Relationship expert’s advice for engaged couples
With years of research, relationship expert Dr. Pepper Schwartz has found proven tips for what to do, and what to avoid, to build and keep a happier, healthier relationship between you and the one you love. Check out her tips below, and be sure to use our referral links to sign up for her free online course! xoxo, Jessica
Relationship Tip Number 1: Don’t offer unsolicited advice. It’s criticism.
Tell me if this sounds familiar. It’s lunchtime. You’re hungry. So, you open up the fridge to make a snack. You grab some bread. Some cheese. Some lunch meat. And as you grab the jar of mayonnaise, your partner comes around the corner and says:
“Do you really want to put mayo on your sandwich? It’s not that good for you.”
You think to yourself, “Who’s making this sandwich? Of course, I want mayo – that’s why this jar’s in my hands. Are you calling me fat?”
Now, you might ultimately put mayo back in the fridge. Or you might make that sandwich with gobs of mayo just out of spite – either way, now you’re annoyed.
Relationship expert, Dr. Pepper Schwartz, knows how to prevent arguing in relationships and says that no one should ever give their partner advice unless it’s been requested.
Now, there are clearly issues that affect both partners that warrant discussion, but when there is no shared risk or responsibility, you should probably wait for your partner to ask for your advice before you offer it up.
This can be hard. Sometimes you see your partner doing something that you know deep down could be done better. And it drives you crazy to see them doing it in what you deem the “wrong way.” And sometimes it’s easy to rationalize that you do actually have a stake in what your partner is doing. For example, you might feel that offering suggestions for healthier eating is warranted because you’re affected by your partner’s health and you want to see him or her make healthier choices.

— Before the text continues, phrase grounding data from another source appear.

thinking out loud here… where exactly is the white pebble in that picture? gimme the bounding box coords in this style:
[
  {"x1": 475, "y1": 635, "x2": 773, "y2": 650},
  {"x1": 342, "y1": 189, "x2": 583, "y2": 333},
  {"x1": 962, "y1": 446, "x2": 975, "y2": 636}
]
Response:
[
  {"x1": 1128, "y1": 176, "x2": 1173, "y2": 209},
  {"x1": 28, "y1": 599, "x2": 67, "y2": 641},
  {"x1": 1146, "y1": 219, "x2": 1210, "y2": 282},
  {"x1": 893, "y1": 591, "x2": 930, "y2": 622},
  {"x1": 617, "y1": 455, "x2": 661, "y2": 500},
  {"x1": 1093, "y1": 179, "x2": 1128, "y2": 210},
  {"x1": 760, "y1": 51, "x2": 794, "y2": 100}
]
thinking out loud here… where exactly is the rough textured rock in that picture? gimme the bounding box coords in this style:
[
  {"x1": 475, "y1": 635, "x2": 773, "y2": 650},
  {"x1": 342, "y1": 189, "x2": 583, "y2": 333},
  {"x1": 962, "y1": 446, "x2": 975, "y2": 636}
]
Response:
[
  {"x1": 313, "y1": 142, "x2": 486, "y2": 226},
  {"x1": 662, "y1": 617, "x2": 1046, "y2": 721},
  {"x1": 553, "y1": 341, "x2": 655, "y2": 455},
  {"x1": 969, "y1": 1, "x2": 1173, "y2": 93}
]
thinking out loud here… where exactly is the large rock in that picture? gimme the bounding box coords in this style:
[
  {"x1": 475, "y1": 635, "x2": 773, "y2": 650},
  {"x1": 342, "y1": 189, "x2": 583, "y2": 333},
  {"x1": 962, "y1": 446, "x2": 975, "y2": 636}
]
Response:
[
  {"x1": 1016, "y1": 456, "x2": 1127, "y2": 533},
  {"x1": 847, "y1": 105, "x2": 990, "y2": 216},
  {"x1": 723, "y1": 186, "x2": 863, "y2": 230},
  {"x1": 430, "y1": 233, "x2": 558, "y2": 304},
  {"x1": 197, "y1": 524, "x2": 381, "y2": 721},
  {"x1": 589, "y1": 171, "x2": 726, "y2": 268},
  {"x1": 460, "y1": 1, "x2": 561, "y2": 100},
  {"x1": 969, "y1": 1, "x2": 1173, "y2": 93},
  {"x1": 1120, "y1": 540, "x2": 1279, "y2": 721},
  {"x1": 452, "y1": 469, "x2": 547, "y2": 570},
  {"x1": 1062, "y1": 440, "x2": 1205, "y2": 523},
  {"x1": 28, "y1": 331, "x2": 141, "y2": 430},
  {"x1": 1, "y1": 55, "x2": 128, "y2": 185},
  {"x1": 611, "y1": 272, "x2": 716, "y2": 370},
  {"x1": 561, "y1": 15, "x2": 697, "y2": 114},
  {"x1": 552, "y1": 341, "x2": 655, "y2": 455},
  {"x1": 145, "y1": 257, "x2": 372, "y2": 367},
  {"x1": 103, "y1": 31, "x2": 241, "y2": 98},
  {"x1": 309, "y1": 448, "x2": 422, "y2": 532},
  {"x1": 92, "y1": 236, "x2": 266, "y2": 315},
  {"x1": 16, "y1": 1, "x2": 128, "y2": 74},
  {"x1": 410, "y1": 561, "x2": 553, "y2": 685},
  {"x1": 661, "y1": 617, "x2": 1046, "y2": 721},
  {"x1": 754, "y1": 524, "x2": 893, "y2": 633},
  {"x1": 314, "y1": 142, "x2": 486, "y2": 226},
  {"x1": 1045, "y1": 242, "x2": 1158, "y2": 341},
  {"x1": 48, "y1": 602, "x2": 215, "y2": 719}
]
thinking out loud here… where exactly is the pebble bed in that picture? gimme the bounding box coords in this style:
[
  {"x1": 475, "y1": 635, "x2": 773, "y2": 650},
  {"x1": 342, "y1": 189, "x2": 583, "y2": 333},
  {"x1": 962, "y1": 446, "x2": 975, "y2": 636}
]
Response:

An issue like this might be something worth discussing, especially if you are concerned, but starting such discussions through unsolicited advice is seldom an effective tactic.
Bottom line – If you’re prone to offering up unsolicited advice, I encourage you to practice the art of the badly bitten tongue. It might hurt at times, but it can do wonders for your relationship. Because communication in relationships matters. A lot.